O estudo considera possíveis mudanças na agricultura e na demanda por energia, bem como o impacto das temperaturas mais altas sobre a produtividade e a saúde pública. Algumas regiões dos Estados Unidos se tornariam praticamente inabitáveis, de fato.

O que torna esse relatório valioso é o fato de que, corretamente, ele define a situação como um problema de gestão de riscos.

O objetivo deve ser reduzir os riscos de cauda na distribuição de desfechos possíveis. E o modo de fazê-lo é mudar de comportamento. Ninguém pode nos vender seguro contra mudanças no planeta. Vimos o que os riscos de cauda significam nas finanças. No clima, as caudas são mais largas e é provável que causem danos muito maiores.

A questão é determinar se algo real e importante pode vir de começos modestos como esses. E pode, ainda que deter a alta na concentração de gases causadores do efeito estufa seja uma tarefa desafiadora.

Eu costumava pensar que uma forma de avançar seria um acordo mundial de limitação de emissões, usando alguma combinação de impostos e cotas. Agora considero que essa abordagem seja absolutamente implausível, como demonstra o fracasso do Protocolo de Kyoto, assinado em 1997, quanto a produzir qualquer mudança real em nossa trajetória de emissões.

O debate político quanto a uma política sensata será vencido se e só se duas coisas acontecerem: primeiro as pessoas precisam acreditar que o impacto da mudança no clima pode ser tanto grande quanto dispendioso; segundo, precisam acreditar que o custo das medidas de mitigação seria tolerável.

E esse segundo item requer, por sua vez, o desenvolvimento de tecnologias críveis e funcionais para um futuro de baixas emissões de carbono. Quando o conceito de um futuro assim for comprovado, a adoção das políticas necessárias será muito mais fácil.

Nesse contexto, os dois novos documentos se reforçam mutuamente. O relatório "Negócio Arriscado" documenta os potenciais custos que uma mudança do clima irrestrita causaria para os norte-americanos. O foco do governo em padrões regulatórios, com isso, se torna parte importante da resposta, porque os padrões certamente forçarão uma aceleração da inovação na produção e uso da energia.

Ao aumentar o apoio à pesquisa fundamental, o governo dos Estados Unidos poderia deflagrar ondas de inovações benéficas em nossos perdulários sistemas de energia e transporte. Se isso for realizado com urgência suficiente, pode também transformar o contexto das negociações mundiais. Além disso, dado o fracasso das medidas de mitigação tentadas até agora, grande parte da resposta terá de consistir de adaptação.

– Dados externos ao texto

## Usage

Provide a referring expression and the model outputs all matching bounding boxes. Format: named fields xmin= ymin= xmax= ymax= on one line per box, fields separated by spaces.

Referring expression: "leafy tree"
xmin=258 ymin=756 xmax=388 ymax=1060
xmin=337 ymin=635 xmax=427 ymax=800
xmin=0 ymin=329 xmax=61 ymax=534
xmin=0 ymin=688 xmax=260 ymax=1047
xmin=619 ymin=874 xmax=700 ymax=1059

Uma vez mais, o envolvimento dos Estados Unidos ajudaria a fornecer mais exemplos do que funciona. Minha esperança secreta era a de que surgissem provas de que aqueles que negam a mudança do clima estavam certos. Mas é muito improvável que tenhamos essa sorte. Manter nosso rumo atual provavelmente causará danos irreversíveis e custosos. Existe uma possibilidade mais feliz.

Talvez se prove possível reduzir os custos da mitigação em tal medida que eles se tornem politicamente palatáveis. Talvez, também, nos tornemos mais conscientes dos riscos. Nenhuma das duas coisas parece provável.

Mas se esses dois relatórios produzirem uma mudança na abordagem dos Estados Unidos, as chances de escapar ao perigo que corremos terão aumentado, ainda que talvez tarde demais. Isso não merece dois vivas, e muito menos três. Mas pode ser que mereça um.